Sebelum catatan akhir tahun WALHI Sulawesi Selatan ini dikeluarkan, BNPB telah
mencatat dan merilis bahwa bencana di Indonesia sepanjang tahun 2019 terjadi
sebanyak 3.768 kali. Artinya bencana di Indonesia pada tahun ini meningkat hampir
dua kali lipat dari tahun 2018, yakni 1.999 kali. Dengan begitu, dapat dikatakan bahwa
kerusakan lingkungan di Indonesia juga semakin besar dan meluas, atau dengan kata
lain, kerusakan lingkungan cenderung terjadi di seluruh provinsi di Indonesia.
Di level provinsi, Sulawesi Selatan merupakan daerah yang hingga saat ini belum
terbebas dari bencana. Bahkan tahun 2019 bencana di wilayah selatan pulau Sulawesi
ini terus meningkat signifikan, baik kejadiannya terutama korban atau kerusakan yang
ditimbulkan. Sehingga pada tahun ini, menjadi sangat penting untuk melihat secara
keseluruhan penyebab bencana yang terjadi di Sulawesi Selatan dan
menghubungkannya dengan kondisi lingkungan hidup saat ini.
Pada hakekatnya, pada catatan akhir tahun 2018, WALHI Sulsel telah banyak mengulas
tentang kondisi lingkungan di Sulawesi Selatan, yang mana pada tahun lalu kondisi
lingkungan di daerah ini berada pada situasi yang memprihatinkan serta cenderung
mengalami penurunan daya dukung dan daya tampung yang sangat cepat.
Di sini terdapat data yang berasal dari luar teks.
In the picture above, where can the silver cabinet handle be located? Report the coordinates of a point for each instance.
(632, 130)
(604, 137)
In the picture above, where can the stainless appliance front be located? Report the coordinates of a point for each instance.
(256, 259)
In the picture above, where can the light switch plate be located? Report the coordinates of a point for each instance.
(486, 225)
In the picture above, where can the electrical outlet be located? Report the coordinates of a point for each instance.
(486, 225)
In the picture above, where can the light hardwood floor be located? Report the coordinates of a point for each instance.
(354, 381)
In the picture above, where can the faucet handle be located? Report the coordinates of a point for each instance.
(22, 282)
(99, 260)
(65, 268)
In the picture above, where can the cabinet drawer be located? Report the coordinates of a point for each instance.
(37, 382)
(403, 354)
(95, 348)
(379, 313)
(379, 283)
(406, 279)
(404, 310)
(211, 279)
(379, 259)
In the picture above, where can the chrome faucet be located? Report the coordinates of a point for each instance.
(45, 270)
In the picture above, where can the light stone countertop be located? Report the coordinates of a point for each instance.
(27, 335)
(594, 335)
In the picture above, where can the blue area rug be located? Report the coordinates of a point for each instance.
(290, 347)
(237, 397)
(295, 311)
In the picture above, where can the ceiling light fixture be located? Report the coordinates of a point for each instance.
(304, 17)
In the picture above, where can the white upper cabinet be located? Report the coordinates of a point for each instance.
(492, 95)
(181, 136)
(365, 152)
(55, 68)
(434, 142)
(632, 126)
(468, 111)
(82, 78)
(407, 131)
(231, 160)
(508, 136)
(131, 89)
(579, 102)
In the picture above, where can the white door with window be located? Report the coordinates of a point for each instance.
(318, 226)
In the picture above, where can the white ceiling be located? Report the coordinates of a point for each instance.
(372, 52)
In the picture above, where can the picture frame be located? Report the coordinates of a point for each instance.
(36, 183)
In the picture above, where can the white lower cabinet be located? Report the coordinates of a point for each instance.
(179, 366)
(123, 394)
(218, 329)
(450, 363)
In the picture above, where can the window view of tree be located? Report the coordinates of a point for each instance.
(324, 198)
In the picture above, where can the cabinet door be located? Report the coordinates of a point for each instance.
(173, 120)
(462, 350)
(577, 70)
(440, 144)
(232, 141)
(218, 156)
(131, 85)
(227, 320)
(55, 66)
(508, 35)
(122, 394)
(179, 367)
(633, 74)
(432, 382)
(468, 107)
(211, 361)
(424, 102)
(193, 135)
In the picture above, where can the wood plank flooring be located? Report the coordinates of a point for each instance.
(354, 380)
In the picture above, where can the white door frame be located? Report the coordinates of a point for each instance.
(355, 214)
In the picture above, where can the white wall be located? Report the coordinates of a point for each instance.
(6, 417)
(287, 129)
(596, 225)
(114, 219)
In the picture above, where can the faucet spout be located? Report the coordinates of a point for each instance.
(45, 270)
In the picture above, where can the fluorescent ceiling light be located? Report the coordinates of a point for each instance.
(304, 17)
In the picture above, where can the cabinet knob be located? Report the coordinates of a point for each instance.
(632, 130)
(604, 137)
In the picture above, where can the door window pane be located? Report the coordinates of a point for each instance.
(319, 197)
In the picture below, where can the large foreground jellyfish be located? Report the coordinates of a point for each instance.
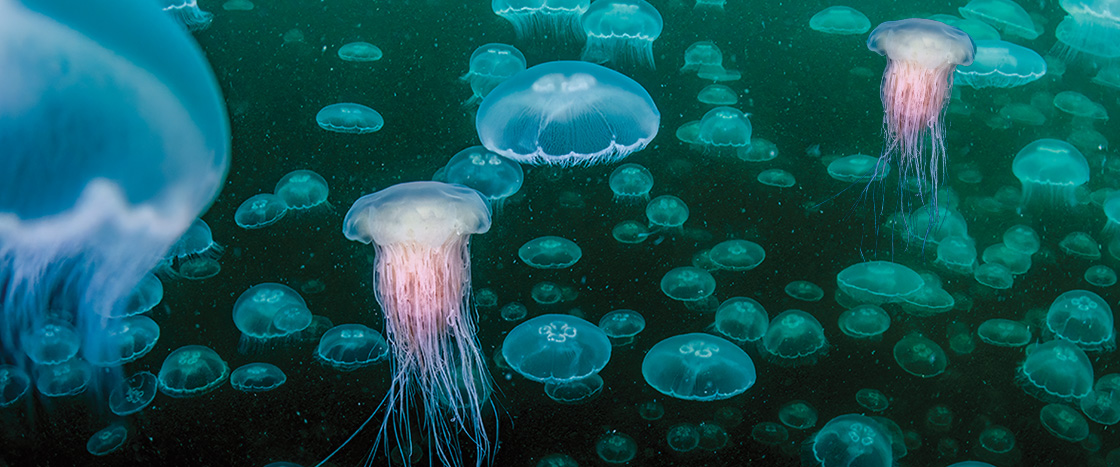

Sehingga
telah kami simpulkan dan prediksi bahwa keselamatan masyarakat di Sulawesi Selatan
terancam karena potensi bencana sangat besar. Dan terbukti, pada awal tahun 2019,
banjir dan longsor terjadi di Kabupaten Gowa, Jeneponto, Maros dan Kota Makassar.
Masyarakat rentan dan miskin pun menjadi kelompok yang paling menderita akibat
bencana tersebut. Dan peristiwa itu pun dinilai sebagai bencana terparah dalam sejarah
Provinsi Sulawesi Selatan.
Setelah itu, bencana tak kunjung usai. Banjir, longsor dan bencana lainnya terus meluas
ke hampir semua kabupaten di Sulawesi Selatan. Bahkan sepanjang tahun ini, bencana
banjir dan longsor mulai melanda daerah-daerah yang dulunya tidak pernah mengalami
bencana seperti Kabupaten Enrekang, Toraja dan beberapa kabupaten yang berada di
dataran tinggi lainnya. Lalu, pasca kejadian tersebut, WALHI Sulsel menganalisis dan
berkesimpulan bahwa sejak tahun 2019, tidak ada lagi daerah di Sulawesi Selatan yang
terbebas dari bencana. Sehingga pada akhir tahun ini, WALHI Sulsel merasa penting
melihat relasi antara bencana dan kerusakan lingkungan hidup serta menjadikan
keduanya sebagai isu utama pada catatan akhir tahun kali ini.
Di Sulawesi Selatan, bencana yang terjadi di tahun 2019 dan kondisi lingkungan hidup
saat ini adalah dua hal yang saling berkaitan. Keliru dan sangat sesat kalau kita berfikir
bahwa bencana yang terjadi selama ini tidak berkaitan dengan kondisi lingkungan.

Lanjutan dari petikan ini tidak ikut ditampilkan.